Update, 11. April, 16 Uhr: FDP-Chef Lindner: Corona-Gesetzentwurf "nicht zustimmungsfähig"

Die FDP-Fraktion lehnt den Gesetzentwurf der Bundesregierung für einheitliche Corona-Maßnahmen ab.

"Der Entwurf ist in der vorliegenden Fassung für die Fraktion der Freien Demokraten nicht zustimmungsfähig", schrieb Fraktionschef Christian Lindner (42) in einem Brief an Kanzlerin Angela Merkel (66, CDU) und Gesundheitsminister Jens Spahn (40, CDU). Das Schreiben liegt der Deutschen Presse-Agentur vor, zuvor hatten die Zeitungen der Funke Mediengruppe darüber berichtet.

Christian Lindner (42).
Christian Lindner (42).  © Bernd von Jutrczenka/dpa

Update, 11. April, 15.20 Uhr: Belgien: 21-Jähriger stirbt bei Flucht vor Polizei auf Lockdown-Party

In Belgien ist ein Teilnehmer einer illegalen Lockdown-Party auf der Flucht vor Polizisten gestorben.

Mehr dazu hier: "Polizei sprengt illegale Corona-Party: 21-Jähriger stirbt"

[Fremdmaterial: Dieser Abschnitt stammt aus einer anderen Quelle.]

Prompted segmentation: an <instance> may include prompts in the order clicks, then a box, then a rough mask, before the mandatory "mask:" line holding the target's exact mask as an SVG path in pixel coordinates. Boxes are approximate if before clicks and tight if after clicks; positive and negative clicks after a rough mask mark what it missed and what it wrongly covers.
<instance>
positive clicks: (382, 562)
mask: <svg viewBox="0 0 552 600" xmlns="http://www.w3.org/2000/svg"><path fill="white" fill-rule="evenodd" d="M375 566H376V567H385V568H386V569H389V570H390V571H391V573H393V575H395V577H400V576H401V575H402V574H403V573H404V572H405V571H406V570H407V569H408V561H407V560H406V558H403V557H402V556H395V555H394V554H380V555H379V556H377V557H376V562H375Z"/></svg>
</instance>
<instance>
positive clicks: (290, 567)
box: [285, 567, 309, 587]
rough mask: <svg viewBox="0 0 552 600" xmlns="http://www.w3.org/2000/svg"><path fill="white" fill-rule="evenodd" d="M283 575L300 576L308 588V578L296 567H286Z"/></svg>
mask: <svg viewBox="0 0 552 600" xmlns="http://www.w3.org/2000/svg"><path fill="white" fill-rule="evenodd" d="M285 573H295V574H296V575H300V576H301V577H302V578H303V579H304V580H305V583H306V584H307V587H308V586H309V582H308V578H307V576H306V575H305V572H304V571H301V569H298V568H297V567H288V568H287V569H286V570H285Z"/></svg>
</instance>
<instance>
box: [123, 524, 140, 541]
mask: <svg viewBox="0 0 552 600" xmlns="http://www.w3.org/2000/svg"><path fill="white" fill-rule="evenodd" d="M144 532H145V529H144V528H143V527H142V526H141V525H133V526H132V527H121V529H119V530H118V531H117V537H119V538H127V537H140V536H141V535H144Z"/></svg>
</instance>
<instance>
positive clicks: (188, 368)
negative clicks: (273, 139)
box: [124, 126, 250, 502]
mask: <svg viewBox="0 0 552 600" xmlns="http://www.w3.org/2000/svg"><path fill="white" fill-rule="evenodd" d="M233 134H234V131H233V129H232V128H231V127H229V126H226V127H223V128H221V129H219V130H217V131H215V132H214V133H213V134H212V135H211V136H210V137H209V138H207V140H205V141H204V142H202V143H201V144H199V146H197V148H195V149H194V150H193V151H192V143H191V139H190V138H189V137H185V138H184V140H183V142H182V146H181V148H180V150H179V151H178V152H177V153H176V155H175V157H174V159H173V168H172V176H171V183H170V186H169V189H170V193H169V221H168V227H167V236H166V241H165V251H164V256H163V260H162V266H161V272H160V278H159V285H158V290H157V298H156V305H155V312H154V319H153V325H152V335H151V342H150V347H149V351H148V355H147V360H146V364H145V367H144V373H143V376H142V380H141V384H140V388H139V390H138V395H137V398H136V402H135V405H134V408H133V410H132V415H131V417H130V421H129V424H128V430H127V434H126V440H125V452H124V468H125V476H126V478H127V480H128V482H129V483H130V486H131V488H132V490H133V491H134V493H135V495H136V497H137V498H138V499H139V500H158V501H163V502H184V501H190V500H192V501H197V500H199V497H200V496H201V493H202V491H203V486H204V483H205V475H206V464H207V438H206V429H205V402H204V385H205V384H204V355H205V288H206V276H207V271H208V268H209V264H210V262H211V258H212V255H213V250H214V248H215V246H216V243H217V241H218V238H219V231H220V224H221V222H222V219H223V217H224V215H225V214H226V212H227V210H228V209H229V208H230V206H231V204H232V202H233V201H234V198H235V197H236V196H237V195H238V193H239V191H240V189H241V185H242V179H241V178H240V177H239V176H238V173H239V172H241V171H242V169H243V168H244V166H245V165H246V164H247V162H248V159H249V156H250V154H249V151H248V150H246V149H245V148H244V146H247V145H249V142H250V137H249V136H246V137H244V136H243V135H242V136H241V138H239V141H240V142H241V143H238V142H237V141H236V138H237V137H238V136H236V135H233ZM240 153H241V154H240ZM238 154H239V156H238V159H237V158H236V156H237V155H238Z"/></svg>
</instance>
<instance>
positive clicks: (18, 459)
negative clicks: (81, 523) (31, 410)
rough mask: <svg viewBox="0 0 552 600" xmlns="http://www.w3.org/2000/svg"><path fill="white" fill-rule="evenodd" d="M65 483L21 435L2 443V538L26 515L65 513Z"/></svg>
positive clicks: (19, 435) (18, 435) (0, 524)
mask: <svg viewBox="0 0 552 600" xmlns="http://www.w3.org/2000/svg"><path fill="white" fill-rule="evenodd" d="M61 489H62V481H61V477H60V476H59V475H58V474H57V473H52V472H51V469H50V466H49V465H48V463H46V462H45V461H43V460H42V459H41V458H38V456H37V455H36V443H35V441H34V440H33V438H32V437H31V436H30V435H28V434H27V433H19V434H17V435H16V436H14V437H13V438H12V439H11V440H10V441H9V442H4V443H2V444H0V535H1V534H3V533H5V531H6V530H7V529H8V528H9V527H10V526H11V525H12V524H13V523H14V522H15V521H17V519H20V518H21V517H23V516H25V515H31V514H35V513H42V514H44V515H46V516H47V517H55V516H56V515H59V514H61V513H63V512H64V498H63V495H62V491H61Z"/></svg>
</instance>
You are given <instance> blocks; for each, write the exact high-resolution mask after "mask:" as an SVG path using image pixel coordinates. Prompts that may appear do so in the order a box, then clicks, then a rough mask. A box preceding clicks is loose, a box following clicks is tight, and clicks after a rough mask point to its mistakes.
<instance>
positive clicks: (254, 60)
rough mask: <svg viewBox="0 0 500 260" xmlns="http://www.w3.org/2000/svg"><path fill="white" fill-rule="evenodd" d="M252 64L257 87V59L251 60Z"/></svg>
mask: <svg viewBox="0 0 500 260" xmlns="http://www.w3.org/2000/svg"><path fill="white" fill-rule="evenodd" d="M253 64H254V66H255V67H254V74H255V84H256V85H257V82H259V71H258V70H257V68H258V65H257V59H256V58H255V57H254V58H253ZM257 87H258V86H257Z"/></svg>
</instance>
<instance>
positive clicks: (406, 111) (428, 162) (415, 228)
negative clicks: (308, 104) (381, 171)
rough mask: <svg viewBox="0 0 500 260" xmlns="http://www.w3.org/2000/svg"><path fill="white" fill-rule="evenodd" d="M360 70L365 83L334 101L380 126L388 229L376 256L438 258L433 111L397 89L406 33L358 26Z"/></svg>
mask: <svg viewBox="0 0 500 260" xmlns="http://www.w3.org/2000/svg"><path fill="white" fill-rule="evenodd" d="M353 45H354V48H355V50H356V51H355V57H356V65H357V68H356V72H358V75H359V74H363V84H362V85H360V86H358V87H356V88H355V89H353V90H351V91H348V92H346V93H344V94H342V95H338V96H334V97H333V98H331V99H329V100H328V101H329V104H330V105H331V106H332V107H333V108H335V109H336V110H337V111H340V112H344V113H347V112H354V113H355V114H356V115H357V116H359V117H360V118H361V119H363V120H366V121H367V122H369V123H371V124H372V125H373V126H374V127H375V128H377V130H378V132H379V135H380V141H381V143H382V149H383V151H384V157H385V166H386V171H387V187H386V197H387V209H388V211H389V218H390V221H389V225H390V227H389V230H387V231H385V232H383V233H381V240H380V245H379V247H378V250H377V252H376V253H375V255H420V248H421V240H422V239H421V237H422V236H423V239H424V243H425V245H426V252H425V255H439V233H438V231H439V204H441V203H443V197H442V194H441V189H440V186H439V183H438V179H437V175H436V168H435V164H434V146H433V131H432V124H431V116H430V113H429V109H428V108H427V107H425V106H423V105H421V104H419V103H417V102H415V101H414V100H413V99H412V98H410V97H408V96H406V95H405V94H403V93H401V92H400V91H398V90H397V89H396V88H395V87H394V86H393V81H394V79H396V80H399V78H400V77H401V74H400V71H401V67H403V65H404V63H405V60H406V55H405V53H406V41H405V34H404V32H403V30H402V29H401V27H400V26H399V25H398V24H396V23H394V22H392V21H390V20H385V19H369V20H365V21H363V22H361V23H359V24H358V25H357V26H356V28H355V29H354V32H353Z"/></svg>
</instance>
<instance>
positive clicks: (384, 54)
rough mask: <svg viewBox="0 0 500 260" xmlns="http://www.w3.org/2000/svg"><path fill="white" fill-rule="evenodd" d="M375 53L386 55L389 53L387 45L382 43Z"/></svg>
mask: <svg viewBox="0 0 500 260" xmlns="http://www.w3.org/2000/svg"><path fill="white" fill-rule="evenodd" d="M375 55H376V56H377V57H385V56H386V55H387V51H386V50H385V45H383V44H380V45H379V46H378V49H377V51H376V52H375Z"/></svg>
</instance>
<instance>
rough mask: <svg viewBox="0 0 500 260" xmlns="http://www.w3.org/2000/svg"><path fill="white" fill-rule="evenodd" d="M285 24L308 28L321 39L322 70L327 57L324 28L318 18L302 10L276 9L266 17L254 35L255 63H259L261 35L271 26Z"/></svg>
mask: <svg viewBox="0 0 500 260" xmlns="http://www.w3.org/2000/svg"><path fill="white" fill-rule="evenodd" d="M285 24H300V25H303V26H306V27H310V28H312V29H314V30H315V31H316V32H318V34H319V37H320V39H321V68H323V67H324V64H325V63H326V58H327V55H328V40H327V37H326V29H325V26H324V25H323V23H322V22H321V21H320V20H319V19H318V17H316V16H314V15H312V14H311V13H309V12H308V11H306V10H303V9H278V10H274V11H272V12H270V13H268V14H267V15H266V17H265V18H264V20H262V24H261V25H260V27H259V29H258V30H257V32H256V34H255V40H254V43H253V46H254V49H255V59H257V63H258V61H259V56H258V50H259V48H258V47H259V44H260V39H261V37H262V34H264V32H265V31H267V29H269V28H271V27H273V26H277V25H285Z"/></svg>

Update, 11. April, 15 Uhr: Ralf Moeller begleitet seine Eltern zum Corona-Impftermin

Ralf Moeller (62, "Gladiator") hat den Lockdown bei seinen Eltern in Recklinghausen verbracht - und sich um ihre Impftermine gekümmert. Nun waren sie an der Reihe. Richtig zufrieden ist der ehemalige "Mr. Universum" aber immer noch nicht.

Wie der Tag für das Trio ablief, erfahrt Ihr in unserem Artikel.

Update, 11. April, 14.01 Uhr: Weil: Niedersachsen kann mit einheitlichen Corona-Regeln leben

Niedersachsens Ministerpräsident Stephan Weil kann nach eigener Einschätzung mit den geplanten bundesweit einheitlichen Corona-Regelungen grundsätzlich "gut leben". Die niedersächsischen Regelungen seien "eher strenger und werden das auch bleiben", sagte der SPD-Politiker am Sonntag in Hannover.

Im Hinblick auf zahlreiche Details und auch inhaltlich müsse der aus dem Bundesinnenministerium stammende Entwurf zur Änderung des Infektionsschutzgesetzes allerdings überarbeitet werden. Das passiere mit Hilfe der Länder. Den Juristinnen und Juristen im Bund fehlten "die in den Ländern in den letzten Monaten gemachten Erfahrungen".

Abzuwarten bleibe, wie sich die Diskussion über die Neuregelungen des Infektionsschutzgesetzes entwickeln werde, sagte Weil: "Jetzt müssen alle Farbe bekennen." Landespolitiker hatten vor einer Entmachtung der Länder gewarnt.